Comment vont fonctionner les centres commerciaux et les centres-villes ? Il y a de nombreux points de vente qui étaient juste à l’équilibre les années précédentes et le trafic va forcément baisser en 2021. En 2022, on peut espérer que les gens auront envie de sortir et de bouger. Mais si la crise économique est là, il y aura aussi de la déconsommation. Les deux prochaines années s’annoncent donc très complexes pour le retail physique en général. Le digital est plus que jamais la source de développement et de croissance. Savoir si sa part sera de 20% ou 25% n’est pas réellement important. Seule la transformation des marques pour s’adapter à ces nouveaux modes de consommation est intéressante.
The Other Store gère les sites e-commerce de 25 marques françaises. J’imagine que leur performance en ligne est excellente. Comment se comportent les soldes pour vous ? Quelles sont les « recettes » qui marchent ?
Y.R. : Une recette majeure : créer une désirabilité forte, associée à une proximité constante. C’est comme cela qu’une marque vendra à tous les moments forts de sa collection. Pendant les ventes privées ou les soldes bien sûr, mais surtout dès l’arrivée des nouveautés à plein tarif. C’est le lien privilégié avec les clients et les clientes, le travail permanent sur la désirabilité du produit, la proximité créée sur les réseaux sociaux et en boutique qui construit cette désirabilité. Ça a l’air simple mais trouver le bon équilibre est complexe car il faut communiquer souvent mais sans créer de lassitude. Il faut aussi savoir impliquer les vendeuses, qui créent un lien physique. Des marques comme des Petits Hauts savent parfaitement gérer ces canaux à 360°, Lemaire dans le luxe ou des marques digitales « DNVB » comme Parisienne & Alors maitrisent également parfaitement cet écosystème.
La Covid a converti de nouveaux consommateurs à l’e-commerce. Qui sont-ils ? Pensez-vous qu’ils vont rester ?

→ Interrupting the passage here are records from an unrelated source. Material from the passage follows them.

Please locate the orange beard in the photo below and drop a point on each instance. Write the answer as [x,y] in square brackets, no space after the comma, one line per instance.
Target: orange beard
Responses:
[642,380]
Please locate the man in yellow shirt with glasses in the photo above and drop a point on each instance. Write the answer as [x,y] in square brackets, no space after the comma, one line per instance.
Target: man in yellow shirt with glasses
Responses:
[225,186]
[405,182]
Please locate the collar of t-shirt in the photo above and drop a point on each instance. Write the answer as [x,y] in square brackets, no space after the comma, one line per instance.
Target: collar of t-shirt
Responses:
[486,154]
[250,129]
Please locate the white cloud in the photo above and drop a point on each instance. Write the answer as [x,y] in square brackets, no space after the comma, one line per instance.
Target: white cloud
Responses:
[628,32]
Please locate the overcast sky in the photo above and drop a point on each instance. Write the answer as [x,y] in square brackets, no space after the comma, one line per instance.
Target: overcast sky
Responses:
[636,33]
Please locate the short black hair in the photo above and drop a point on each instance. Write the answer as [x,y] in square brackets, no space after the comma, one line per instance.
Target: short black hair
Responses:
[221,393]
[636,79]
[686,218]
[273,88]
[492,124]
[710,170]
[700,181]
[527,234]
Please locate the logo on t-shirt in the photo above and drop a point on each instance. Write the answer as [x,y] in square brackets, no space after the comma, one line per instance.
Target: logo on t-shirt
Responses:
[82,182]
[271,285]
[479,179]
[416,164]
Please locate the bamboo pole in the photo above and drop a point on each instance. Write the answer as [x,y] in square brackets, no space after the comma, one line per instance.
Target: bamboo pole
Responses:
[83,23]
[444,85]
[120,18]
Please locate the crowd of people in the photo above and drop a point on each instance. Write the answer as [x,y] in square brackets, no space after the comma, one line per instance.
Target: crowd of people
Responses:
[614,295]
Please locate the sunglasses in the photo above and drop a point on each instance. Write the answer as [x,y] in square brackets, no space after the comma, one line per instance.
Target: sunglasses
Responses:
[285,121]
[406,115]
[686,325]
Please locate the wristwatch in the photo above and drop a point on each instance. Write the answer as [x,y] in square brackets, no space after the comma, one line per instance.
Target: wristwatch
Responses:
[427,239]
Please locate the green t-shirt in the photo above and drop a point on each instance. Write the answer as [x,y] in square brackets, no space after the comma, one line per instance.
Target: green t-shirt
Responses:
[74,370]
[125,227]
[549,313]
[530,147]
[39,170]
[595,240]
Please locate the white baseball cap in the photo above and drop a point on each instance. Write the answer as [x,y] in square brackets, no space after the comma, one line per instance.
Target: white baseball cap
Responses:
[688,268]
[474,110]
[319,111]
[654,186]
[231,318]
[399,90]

Y.R. : Nous avons enregistré 20% de nouveaux clients. Désormais le challenge est de les fidéliser ! Il va bien sûr falloir commencer par les identifier et apprendre qui ils sont, ce que nous faisons actuellement via notre CRM et notre service client entre autres. Pour les fidéliser, nous sommes en train de construire les outils et process pour créer plus de lien, apporter un meilleur service, développer de nouvelles façons de vendre par vidéo ou WhatsApp par exemple. La vente est désormais sociale. Il n’y a plus une vente, mais des ventes… une toute nouvelle étape est face à nous.